Things are changing, however. Facebook is now making rapid improvements on the Messenger platform. They have released integrated webviews support and payment processing support via PayPal, Stripe, and others. These updates significantly mitigate the limitations listed above, as webviews could be implemented to get around most of them.
Building our bot
For the YourMechanic chatbot, we chose to not use any of the existing chat management and AI frameworks, like Wit.ai and Api.ai, as we needed tight integration with flows that already exist on our website.
For effective parallelization of development, we first set up a protocol for each of the contexts to manage their individual flows. Thereafter, three engineers picked up the top-level contexts — get an estimate, get advice, and ask a question — as the functions are largely independent. These features more or less followed the previously defined flows that users are familiar with on our web offering, while adapting the presentation of these flows to the user in a conversational manner.
It is important to note that when developing a conversational product, the difficulty isn’t in the flows where the user behaves as expected, but rather in how the bot manages unexpected responses.
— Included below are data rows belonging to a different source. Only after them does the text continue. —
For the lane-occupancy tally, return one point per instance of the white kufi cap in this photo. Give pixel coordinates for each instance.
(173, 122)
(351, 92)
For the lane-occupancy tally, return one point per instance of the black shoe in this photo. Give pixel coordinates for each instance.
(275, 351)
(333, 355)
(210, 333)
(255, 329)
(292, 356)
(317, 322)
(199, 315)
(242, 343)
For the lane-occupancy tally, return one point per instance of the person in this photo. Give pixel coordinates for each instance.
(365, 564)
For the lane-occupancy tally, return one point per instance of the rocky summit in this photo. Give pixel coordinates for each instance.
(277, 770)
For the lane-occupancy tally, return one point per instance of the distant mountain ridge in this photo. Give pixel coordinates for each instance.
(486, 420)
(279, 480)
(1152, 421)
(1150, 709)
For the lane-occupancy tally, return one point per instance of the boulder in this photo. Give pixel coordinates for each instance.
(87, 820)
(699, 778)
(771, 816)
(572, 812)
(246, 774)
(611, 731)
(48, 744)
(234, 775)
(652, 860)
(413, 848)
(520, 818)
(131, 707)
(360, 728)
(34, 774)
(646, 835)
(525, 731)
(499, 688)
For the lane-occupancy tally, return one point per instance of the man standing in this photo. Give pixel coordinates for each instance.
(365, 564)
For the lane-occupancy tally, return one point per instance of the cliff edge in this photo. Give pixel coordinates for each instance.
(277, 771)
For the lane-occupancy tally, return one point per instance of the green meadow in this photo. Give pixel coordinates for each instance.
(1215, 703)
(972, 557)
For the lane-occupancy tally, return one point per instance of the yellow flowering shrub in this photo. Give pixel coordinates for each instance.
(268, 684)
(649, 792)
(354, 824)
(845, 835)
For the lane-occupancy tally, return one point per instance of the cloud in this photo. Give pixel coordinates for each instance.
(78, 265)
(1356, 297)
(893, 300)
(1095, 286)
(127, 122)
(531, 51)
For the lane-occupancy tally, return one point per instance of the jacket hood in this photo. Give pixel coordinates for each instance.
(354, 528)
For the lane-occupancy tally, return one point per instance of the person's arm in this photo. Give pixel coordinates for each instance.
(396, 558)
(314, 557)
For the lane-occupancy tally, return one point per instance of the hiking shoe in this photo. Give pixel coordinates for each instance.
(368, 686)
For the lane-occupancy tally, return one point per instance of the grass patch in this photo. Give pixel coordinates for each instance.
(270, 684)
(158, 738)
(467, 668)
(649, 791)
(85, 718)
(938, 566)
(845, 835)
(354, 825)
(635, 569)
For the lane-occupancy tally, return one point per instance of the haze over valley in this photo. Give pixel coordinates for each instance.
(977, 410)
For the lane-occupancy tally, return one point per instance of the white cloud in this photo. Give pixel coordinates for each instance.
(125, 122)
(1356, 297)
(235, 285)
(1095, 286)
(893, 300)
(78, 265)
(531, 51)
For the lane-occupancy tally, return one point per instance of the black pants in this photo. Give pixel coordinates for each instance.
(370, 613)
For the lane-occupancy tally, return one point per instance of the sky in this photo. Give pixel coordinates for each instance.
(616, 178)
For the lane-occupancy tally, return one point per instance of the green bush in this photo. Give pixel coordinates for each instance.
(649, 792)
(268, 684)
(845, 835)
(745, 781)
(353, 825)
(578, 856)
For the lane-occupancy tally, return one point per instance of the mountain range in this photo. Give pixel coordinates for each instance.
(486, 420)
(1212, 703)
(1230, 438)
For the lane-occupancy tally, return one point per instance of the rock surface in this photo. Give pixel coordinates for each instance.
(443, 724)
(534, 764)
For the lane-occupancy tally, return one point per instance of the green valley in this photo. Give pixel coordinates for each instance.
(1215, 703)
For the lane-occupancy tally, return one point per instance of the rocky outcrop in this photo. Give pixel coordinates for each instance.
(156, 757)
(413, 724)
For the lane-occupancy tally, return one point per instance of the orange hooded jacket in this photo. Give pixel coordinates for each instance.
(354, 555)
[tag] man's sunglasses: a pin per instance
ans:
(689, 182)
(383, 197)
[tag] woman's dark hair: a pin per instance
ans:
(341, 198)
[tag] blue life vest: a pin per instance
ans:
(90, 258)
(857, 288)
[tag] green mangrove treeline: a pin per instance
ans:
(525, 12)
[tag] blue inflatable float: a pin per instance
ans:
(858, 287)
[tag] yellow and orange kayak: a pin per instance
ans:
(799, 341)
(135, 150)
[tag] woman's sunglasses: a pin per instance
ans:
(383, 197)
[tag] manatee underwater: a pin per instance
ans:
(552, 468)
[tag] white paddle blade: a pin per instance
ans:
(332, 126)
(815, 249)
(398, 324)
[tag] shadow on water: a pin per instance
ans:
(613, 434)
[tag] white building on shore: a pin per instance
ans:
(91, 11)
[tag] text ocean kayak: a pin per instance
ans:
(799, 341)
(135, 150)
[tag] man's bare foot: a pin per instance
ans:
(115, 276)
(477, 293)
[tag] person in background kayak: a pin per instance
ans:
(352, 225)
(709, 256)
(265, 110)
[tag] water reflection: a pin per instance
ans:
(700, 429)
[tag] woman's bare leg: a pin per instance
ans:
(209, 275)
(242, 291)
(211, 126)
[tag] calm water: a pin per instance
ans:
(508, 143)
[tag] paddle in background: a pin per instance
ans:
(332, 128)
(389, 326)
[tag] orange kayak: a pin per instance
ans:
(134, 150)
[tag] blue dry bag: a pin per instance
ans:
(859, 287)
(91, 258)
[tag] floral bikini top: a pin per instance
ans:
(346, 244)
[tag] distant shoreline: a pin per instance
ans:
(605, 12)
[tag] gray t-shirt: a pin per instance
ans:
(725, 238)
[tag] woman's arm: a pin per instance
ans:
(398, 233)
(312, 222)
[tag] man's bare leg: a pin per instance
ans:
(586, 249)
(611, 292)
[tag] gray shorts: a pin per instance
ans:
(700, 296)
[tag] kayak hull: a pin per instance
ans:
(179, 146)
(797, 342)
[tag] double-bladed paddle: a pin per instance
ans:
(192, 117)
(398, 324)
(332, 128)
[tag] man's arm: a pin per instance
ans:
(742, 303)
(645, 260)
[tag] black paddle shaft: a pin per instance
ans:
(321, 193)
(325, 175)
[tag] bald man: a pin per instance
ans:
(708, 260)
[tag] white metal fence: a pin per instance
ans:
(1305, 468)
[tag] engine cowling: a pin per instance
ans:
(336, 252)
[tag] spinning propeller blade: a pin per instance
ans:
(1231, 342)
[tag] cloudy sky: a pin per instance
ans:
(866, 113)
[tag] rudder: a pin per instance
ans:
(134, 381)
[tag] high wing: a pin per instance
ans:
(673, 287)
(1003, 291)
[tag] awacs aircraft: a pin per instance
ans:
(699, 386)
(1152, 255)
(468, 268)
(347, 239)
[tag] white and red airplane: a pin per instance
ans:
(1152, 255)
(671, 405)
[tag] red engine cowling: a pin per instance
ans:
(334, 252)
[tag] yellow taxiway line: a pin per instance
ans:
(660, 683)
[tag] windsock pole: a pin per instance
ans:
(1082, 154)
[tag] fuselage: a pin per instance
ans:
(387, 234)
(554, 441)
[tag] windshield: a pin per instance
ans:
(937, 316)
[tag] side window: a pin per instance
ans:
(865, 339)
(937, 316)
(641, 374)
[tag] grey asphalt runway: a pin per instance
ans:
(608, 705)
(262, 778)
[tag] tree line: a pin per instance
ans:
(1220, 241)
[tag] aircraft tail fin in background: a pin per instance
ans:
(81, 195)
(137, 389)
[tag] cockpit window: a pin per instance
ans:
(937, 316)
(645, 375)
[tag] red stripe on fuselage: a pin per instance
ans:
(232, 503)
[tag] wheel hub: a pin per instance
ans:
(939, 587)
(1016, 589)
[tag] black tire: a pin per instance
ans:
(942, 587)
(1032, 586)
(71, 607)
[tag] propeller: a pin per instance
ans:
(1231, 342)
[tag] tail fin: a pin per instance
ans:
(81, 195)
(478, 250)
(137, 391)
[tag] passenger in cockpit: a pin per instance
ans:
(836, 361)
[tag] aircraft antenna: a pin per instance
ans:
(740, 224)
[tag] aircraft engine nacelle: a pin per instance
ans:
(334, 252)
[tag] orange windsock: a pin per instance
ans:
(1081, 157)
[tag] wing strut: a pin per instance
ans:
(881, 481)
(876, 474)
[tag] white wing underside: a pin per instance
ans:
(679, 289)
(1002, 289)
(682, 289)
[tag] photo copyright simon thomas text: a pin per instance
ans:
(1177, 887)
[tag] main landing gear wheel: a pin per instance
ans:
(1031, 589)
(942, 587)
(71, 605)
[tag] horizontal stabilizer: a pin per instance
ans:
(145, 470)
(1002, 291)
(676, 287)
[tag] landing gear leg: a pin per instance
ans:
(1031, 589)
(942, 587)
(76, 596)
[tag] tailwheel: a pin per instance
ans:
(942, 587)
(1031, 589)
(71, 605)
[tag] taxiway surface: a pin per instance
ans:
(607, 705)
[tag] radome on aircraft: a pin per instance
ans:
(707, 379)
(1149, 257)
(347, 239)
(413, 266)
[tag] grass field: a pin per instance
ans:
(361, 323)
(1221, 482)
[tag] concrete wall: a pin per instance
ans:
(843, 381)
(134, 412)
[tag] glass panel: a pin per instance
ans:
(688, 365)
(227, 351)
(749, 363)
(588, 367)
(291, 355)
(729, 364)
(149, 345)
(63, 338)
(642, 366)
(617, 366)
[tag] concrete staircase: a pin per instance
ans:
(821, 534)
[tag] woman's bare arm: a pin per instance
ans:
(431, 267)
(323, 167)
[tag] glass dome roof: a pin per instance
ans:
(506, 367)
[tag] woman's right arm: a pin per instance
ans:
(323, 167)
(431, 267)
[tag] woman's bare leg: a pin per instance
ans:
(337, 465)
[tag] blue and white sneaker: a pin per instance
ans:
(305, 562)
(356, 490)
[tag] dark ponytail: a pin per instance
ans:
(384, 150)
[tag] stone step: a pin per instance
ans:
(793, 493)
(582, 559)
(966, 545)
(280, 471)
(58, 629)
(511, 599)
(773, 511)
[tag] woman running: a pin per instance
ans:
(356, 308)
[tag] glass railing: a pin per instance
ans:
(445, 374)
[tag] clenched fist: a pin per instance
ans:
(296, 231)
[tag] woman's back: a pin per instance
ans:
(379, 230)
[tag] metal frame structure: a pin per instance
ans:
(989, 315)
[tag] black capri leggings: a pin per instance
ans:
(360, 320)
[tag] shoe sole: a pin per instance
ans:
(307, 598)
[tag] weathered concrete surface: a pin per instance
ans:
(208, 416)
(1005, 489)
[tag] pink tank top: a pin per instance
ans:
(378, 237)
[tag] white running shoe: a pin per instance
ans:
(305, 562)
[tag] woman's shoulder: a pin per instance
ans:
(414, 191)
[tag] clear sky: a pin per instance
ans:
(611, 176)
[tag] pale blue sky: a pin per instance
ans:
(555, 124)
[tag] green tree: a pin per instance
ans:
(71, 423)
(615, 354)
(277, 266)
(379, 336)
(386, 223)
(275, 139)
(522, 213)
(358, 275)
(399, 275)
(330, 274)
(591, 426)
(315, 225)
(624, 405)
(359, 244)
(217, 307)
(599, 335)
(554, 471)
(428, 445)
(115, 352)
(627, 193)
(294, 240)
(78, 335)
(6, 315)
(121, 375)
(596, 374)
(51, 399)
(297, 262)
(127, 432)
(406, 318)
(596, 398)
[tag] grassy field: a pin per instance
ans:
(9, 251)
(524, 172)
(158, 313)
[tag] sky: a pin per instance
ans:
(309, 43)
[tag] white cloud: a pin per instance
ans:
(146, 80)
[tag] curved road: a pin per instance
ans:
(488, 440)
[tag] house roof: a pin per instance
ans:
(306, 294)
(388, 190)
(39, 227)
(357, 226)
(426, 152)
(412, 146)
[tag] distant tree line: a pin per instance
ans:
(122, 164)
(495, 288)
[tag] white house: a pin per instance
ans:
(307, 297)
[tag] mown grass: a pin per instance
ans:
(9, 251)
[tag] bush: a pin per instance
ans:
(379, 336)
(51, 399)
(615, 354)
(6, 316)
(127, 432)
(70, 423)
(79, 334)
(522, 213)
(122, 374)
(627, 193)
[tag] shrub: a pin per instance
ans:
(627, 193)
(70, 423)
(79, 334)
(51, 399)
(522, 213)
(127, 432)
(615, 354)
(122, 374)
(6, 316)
Ideally, a bot would respond in a humorous and self-aware manner, but as we were developing an initial MVP, the basic requirement was to guide the user towards their goal.
A few simple guidelines were applied to fulfill this requirement:
- Provide examples to the user to clarify the expectation when an unexpected response is received.
- Give the user an option to exit out of the flow to higher levels from any stage. For example, if a user is providing the model for a car and the response isn’t understood multiple times, the user is likely trying to exit the current flow.
- Ask questions with a finite set of possible answers when possible so that it’s easier to guide the user to a defined goal.
- Try to avoid building too many levels into any user flow as it makes it hard for the user to switch contexts when needed.
- Recognize keywords that indicate another flow or action that the user wants to perform, and provide a good transition out of and into a context.
- Build a mechanism to notify a human agent to take over after several unsuccessful attempts to understand the user’s intent.
Since we released our bot about a month ago, we have had several surprises and gained important insights into what users expect when they’re conversing with our bot. For example, we found that when a message reaches a certain character length, it’s typically because someone is trying to relate a negative experience they have encountered.
To handle this, we programmed our chatbot to react to extra-long posts by deferring to one of our team members, who reaches out to the customer.
As the popularity and ubiquity of conversational platforms grow, more and more businesses will need to decide whether to devote resources towards the development of a bot.